Les Sénégalais étaient censés se rendre aux urnes le 25 février. Mais à trois semaines du scrutin, le chef de l'Etat a décrété le report de l'élection, invoquant les profondes dissensions causées par la validation des candidatures et le risque de nouvelles violences après celles, meurtrières, de 2021 et 2023.
Dénoncé comme un "coup d'Etat constitutionnel" par l'opposition, ce report a provoqué une commotion dans l'opinion et des manifestations qui ont fait quatre morts. Le Conseil constitutionnel a depuis déjugé M. Sall, et le pays, plongé dans l'incertitude, est dans l'attente d'une nouvelle date de scrutin.
Lundi, le président a officiellement reçu les recommandations d'un "dialogue national" qu'il a organisé il y a une semaine pour sortir de la crise. La quasi-totalité de l'opposition, qui réclame à cor et à cri une élection avant le 2 avril, avait boycotté la rencontre.
Les préconisations de cette rencontre sont déjà connues: l'élection se tiendrait le 2 juin et M. Sall resterait en fonction jusqu'à l'investiture du cinquième président du Sénégal.
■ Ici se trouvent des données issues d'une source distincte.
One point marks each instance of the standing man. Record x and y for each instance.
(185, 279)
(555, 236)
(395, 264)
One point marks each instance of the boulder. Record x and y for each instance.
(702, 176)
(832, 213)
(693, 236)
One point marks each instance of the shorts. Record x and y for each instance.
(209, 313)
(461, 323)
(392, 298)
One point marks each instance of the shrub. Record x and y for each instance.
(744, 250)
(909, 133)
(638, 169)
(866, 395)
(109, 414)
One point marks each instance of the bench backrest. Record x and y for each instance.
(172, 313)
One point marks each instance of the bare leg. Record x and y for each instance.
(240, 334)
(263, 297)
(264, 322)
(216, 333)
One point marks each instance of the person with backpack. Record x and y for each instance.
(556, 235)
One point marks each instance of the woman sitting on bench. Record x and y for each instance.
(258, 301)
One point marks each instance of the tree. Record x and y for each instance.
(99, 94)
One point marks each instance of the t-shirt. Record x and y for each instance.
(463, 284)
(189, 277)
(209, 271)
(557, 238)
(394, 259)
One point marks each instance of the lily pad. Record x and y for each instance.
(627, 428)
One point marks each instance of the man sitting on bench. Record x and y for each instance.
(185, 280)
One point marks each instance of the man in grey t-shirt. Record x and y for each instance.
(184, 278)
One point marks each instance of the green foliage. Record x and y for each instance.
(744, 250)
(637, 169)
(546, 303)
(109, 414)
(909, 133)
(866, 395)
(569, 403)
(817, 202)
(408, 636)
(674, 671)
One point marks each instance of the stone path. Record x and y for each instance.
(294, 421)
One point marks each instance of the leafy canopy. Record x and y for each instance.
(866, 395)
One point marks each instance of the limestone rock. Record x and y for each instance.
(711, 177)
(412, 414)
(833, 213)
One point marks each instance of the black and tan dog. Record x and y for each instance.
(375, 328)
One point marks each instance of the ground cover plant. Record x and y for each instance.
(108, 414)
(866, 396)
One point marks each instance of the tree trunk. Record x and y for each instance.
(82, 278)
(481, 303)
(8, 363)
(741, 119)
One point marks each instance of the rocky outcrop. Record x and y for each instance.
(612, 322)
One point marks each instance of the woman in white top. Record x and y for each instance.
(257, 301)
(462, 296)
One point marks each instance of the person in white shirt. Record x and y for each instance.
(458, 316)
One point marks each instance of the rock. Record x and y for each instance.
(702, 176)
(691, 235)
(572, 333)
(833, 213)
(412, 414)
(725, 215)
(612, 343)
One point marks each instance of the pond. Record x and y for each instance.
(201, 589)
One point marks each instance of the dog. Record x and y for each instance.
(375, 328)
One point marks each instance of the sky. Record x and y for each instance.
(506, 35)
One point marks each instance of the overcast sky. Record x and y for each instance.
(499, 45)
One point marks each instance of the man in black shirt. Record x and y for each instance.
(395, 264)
Le chef de l'Etat, élu en 2012 et réélu en 2019 mais non candidat en 2024, "compte saisir le Conseil constitutionnel pour recueillir son avis sur les questions de la date de l'élection et de l'après 2 avril", précise la présidence.
Car le chef de l'Etat a affirmé à plusieurs reprises qu'il partirait le 2 avril.
La perspective d'un renvoi du scrutin au 2 juin et d'un départ du président le 2 avril ouvre la voie à une situation inédite et à un vide juridique, la Constitution ne prévoyant pas ce cas de figure, mais prévoit par ailleurs la vacance du pouvoir qui pourrait être actionnée à cette occasion pour en même temps permettre au président sortant de tenir sa parole de quitter son poste à l’échéance de la fin de son mandat., et répondre en y mettant un terme aux soupçons de l’opposition qui l’accuse de vouloir s’accrocher à la présidence.
"Affront aux familles"
En mettant son veto au report le 15 février, le Conseil avait écrit que "le mandat du président (...) ne peut être prorogé" et que "la date de l'élection ne peut être reportée au-delà de la durée du mandat". Les participants au "dialogue national" invoquent par une contorsion juridique l'article 36 de la Constitution selon lequel le président "reste en fonction jusqu'à l'installation de son successeur".
Un collectif regroupant 16 candidats de l'opposition plaide pour l'organisation accélérée du scrutin, avant l'expiration du mandat.
Un "Front de la résistance", alliance de l'opposition politique et d'organisations de la société civile scellée jeudi, a mobilisé quelques centaines de sympathisants samedi à Dakar et entend maintenir la pression avec des rassemblements annoncés mercredi et samedi.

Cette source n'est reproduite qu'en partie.